Page MenuHomePhabricator

EventStreams drops the connection after 15 minutes, which makes it unreliable
Closed, DeclinedPublic

Description

I am using EventStreams feed /v2/stream/recentchange in DiscordWikiBot with the help of a C# library called EvtSource. Around the end of November 2019 it started to report an exception every 15 minutes (counted from the start of the connection to stream.wikimedia.org) from some unrecognised responses. I haven’t changed anything in the code around that time and nothing was changed in EvtSource either, having used stream.wikimedia.org since July 2019.

I tried to look what might’ve gone wrong, but I couldn’t find it myself, so I thought I could ask the developers what kind of response EventStreams could send every 15 minutes and from which side fixing this should be approached.

Links to code, if they are helpful:

Console logs from my bot (don’t tell much other than constant timing; 3-4 seconds is, obviously, the amount of time it spends waiting to retry):

[2020-01-14 14:25:23] [EventStreams] [Warning] Stream returned the following exception (retry in 3000): System.IO.IOException: The server returned an invalid or unrecognized response.
   at System.Net.Http.HttpConnection.FillAsync()
   at System.Net.Http.HttpConnection.ChunkedEncodingReadStream.ReadAsyncCore(Memory`1 buffer, CancellationToken cancellationToken)
   at System.IO.StreamReader.ReadBufferAsync()
   at System.IO.StreamReader.ReadLineAsyncInternal()
   at EvtSource.EventSourceReader.ReaderAsync()
[2020-01-14 14:40:27] [EventStreams] [Warning] Stream returned the following exception (retry in 3000): System.IO.IOException: The server returned an invalid or unrecognized response. <…>
[2020-01-14 14:55:30] [EventStreams] [Warning] Stream returned the following exception (retry in 3000): System.IO.IOException: The server returned an invalid or unrecognized response. <…>
[2020-01-14 15:10:34] [EventStreams] [Warning] Stream returned the following exception (retry in 3000): System.IO.IOException: The server returned an invalid or unrecognized response. <…>
[2020-01-14 15:25:37] [EventStreams] [Warning] Stream returned the following exception (retry in 3000): System.IO.IOException: The server returned an invalid or unrecognized response. <…>

I was told in IRC that it is OK to ask this over Phabricator.

Event Timeline

stjn created this task.Jan 14 2020, 4:56 PM
Restricted Application added a subscriber: Aklapper. · View Herald TranscriptJan 14 2020, 4:56 PM
stjn renamed this task from Unknown message from EventStreams goes unhandled to Unknown message from EventStreams causes errors in third-party library.Jan 14 2020, 4:57 PM
stjn updated the task description. (Show Details)Jan 14 2020, 5:02 PM

Maybe this might help, it’s every 20 seconds now, so.
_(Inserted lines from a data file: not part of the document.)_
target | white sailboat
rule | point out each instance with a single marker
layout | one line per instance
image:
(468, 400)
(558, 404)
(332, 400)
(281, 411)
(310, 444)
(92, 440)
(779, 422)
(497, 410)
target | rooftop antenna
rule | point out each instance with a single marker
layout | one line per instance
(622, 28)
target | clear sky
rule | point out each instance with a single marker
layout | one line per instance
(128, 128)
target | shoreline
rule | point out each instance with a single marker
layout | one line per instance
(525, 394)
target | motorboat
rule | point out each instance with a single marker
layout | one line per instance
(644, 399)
stjn renamed this task from Unknown message from EventStreams causes errors in third-party library to EventStreams drops the connection after 15 minutes, which makes it unreliable.Mar 15 2020, 7:39 PM

We’ve checked it both with WireShark and via JavaScript EventSource API, and both times we got the same issue where the server drops the connection exactly after 15 minutes, so I changed the title of this task.
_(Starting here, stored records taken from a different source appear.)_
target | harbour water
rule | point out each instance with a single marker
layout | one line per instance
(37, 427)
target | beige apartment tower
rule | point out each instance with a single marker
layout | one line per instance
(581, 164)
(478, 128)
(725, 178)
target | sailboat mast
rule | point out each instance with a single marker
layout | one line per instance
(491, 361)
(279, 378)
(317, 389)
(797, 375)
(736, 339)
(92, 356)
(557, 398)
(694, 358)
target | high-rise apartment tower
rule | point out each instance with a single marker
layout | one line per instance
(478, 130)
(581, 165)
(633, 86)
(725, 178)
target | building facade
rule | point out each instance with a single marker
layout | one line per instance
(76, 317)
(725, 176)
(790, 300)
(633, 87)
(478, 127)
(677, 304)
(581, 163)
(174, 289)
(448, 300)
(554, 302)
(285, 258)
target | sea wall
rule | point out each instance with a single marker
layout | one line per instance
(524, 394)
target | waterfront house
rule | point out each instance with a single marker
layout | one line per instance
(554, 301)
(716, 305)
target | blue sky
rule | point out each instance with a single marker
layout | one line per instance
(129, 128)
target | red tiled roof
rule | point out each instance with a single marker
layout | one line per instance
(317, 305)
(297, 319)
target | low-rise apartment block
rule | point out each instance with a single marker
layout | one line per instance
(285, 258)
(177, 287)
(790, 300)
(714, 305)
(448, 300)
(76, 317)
Hi! I'm sorry that this is the first time I'm seeing this task!

I'm surprised that this was happening back in November to you. We recently (this month) migrated the EventStreams service to Kubernetes, and along the way encountered an issue with some HTTPS termination logic doing exactly as you say; disconnecting after 15 minutes. This should be fixed now though. Additionally, we just found and solved a memory leak that certainly would have caused some disconnects, although I wouldn't expect them to be so often.

I'll be deploying the memory leak fix today, so can you check again tomorrow and verify if this is still happening?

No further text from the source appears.